Membangun Komitmen dalam Penguatan Sistem Akreditasi Nasional Menuju Pendidikan Tinggi Bermutu

 

Berikut presentasi yang disampaikan Ketua Umum Asosiasi Perguruan Tinggi Swasta Indonesia (APTISI) Prof Edy Suandi Hamid dalam Pertemuan Tahunan Badan Akreditasi Nasional (BAN) di Hotel Grand Cempaka, Selasa (8/12) pagi.

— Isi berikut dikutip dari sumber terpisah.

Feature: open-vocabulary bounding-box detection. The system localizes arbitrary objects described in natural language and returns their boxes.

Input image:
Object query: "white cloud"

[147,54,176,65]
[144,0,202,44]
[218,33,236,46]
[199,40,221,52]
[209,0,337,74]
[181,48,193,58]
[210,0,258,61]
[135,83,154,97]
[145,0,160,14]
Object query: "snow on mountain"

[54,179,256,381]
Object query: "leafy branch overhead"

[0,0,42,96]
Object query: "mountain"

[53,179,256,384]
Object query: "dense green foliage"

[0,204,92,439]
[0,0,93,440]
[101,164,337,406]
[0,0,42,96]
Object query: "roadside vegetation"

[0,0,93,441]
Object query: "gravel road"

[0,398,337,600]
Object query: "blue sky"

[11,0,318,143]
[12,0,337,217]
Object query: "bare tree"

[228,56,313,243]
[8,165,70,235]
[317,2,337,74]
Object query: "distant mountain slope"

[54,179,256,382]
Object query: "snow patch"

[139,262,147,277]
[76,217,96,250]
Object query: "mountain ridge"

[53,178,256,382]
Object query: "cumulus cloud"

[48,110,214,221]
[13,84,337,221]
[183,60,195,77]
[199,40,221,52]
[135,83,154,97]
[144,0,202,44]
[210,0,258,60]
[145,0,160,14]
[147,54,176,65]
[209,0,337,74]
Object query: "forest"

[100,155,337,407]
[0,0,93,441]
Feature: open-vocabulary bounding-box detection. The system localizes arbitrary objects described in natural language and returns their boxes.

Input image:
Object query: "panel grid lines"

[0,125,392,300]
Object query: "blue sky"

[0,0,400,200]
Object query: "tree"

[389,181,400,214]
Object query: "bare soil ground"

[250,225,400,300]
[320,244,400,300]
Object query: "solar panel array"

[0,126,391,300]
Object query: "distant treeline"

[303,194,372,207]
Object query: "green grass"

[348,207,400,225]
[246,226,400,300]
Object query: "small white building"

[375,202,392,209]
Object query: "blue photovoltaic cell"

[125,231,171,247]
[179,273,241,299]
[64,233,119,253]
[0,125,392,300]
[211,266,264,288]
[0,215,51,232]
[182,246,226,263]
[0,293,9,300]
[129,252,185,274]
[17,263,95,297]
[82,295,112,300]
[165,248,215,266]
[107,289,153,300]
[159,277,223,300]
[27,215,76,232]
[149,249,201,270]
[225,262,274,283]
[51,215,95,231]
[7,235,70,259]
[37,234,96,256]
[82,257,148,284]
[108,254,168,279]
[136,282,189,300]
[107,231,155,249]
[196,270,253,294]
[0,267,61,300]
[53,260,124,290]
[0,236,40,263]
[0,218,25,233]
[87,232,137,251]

Pertemuan yang berlangsung 7-9/12 dibuka Menristekdikti M Nasir Senin malam, dan diikuti sekitar 200 peserta dari BAN, Pimpinan PTN, PTS, Koordinator Kopertis seluruh Indonesia. Hadir juga dalam pembukaan Sekjen Kemenristekdikti Ainun Na’im, Ketua BAN Mansyur Ramly, dan beberapa Dirjen dari Kemenristekdikti

1. Sebuah sistem akreditasi pendidikan yang bersifat nasional memang perlu mendapat dukungan semua stakeholdersnya, bukan saja yang berada pada lingkungan utama (primary stakeholders), melainkan dukungan dari seluruh elemen yang ada di masyarakat, yang pasti bersentuhan dengan dunia pendidikan. Oleh karena sebagai suatu akreditasi yang bersifat wajib, maka bagi perguruan tinggi ini sesuatu yang harus dilakukan. Komitmen yang sekedar menggugurkan kewajiban hanyalah bersifat kepatuhan. Namun komitmen yang diharapkan harus lebih dari itu, yakni komitmen kepada masyarakat sebagai bagian dari akuntabilitas publiknya untuk menghadirkan outcome pendidikan tinggi yang bermutu. Oleh karena itu bagi perguruan tinggi seperti ini, maka akreditasi bukan karena semata-mata patuh pada regulasi yang ada, namun karena kesadaran untuk menghasilkan produk pendidikan tinggi yang terbaik yang bisa dilakukan, bukan sekedar memenuhi standar minimal. Komitmen karena kesadaran ini yang seharusnya digaungkan baik oleh Kementerian maupun oleh Badan Akreditasi Nasional, maupun asosiasi perguruan tinggi ataupun program studi yang ada, sehingga menjadi mindset dari kalangan pengelola perguruan tinggi di segala jenjang programnya.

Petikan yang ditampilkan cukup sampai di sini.